Ann Townsend, 54, from Chaucer Road, Parson Cross, dishonestly claimed income support, housing and council tax benefits over a four-year period while she was working as a hospital cleaner.
She has several previous convictions for fiddling benefits and theft and was arrested in August, 2009.
But Recorder David Hatton QC, sitting at Sheffield Crown Court, decided not to jail her because of the length of time the case had been hanging over her.
Angela Wrottesley, prosecuting for the DWP, apologised to the court for the delay.
The judge told Townsend: “Your record suggests quite clearly that you have become or are capable of becoming a thoroughly dishonest woman.
“The offences are so serious that only a prison sentence is appropriate.
“I would undoubtedly have ordered that but for the fact that I’m conscious that you committed these offences a long time ago.
“You have had this and the threat of prison hanging over you since that time. That causes me to come to the conclusion that I can properly suspend the inevitable sentence of imprisonment.”
Townsend admitted failing to notify a change in circumstances and supplying false information.
She claimed income support in February 2006 claiming she was too ill to work - while working as a cleaner at the Northern General Hospital.
She was overpaid £26,109.60 up to July, 2009.
Her partner also claimed housing and council tax benefits saying she was not working. Townsend lied on forms she submitted to the DWP in January, 2006.
She took her partner’s surname to work at the hospital - as Ann Spiers.
Miss Wrottesley said: “She admitted it was an attempt to lay a false trail and she would not have been identified by the usual checks.”
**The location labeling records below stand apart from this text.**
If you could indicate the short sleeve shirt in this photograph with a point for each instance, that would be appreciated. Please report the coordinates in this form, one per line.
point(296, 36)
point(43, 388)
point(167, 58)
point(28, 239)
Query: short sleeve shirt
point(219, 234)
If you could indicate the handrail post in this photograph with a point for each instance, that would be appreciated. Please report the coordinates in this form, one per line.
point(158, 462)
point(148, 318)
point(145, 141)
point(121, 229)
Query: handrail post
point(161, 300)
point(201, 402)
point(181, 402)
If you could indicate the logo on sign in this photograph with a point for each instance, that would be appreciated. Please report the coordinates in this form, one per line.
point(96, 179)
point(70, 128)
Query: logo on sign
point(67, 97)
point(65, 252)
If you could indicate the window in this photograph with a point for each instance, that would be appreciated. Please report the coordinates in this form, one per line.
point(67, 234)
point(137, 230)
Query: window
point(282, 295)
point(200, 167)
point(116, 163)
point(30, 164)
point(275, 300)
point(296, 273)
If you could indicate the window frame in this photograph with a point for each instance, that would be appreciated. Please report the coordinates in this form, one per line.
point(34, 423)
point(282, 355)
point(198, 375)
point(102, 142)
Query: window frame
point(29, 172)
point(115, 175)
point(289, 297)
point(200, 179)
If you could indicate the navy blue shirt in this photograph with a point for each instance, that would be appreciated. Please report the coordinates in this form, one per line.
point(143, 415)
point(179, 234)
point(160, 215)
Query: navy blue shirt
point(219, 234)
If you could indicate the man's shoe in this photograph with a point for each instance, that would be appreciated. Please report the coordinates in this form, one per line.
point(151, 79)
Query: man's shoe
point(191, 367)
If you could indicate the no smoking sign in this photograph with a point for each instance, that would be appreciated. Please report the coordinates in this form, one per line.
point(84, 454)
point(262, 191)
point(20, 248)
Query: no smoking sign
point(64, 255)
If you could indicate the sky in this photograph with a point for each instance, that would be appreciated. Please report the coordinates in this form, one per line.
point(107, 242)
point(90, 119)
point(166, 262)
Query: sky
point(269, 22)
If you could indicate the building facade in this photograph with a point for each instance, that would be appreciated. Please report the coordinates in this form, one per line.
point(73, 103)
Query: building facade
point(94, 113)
She immediately admitted to investigators that she had been working and not declaring her income and said she was trying to relieve her debts of £10,000.
In January 2003 she was given a six-month rehabilitation order by Sheffield magistrates for falsely claiming benefits and asked for 65 offences to be taken into consideration.
Townsend was given a two-year suspended jail term in 2005 at Sheffield Crown Court for ten offences of theft.
James Gould, defending, said she had pleaded guilty at the earliest opportunity and the DWP had taken a long time to bring proceedings.
Both she and her mother had health problems.
He said: “She has made a grave mistake. The money she wrongly received was used to pay off spiralling debts with ever increasing interest rates.”
Townsend was given a nine-month prison term suspended for two years and ordered to carry out 80 hours of unpaid community work and a 12-month specified activity at a women’s project.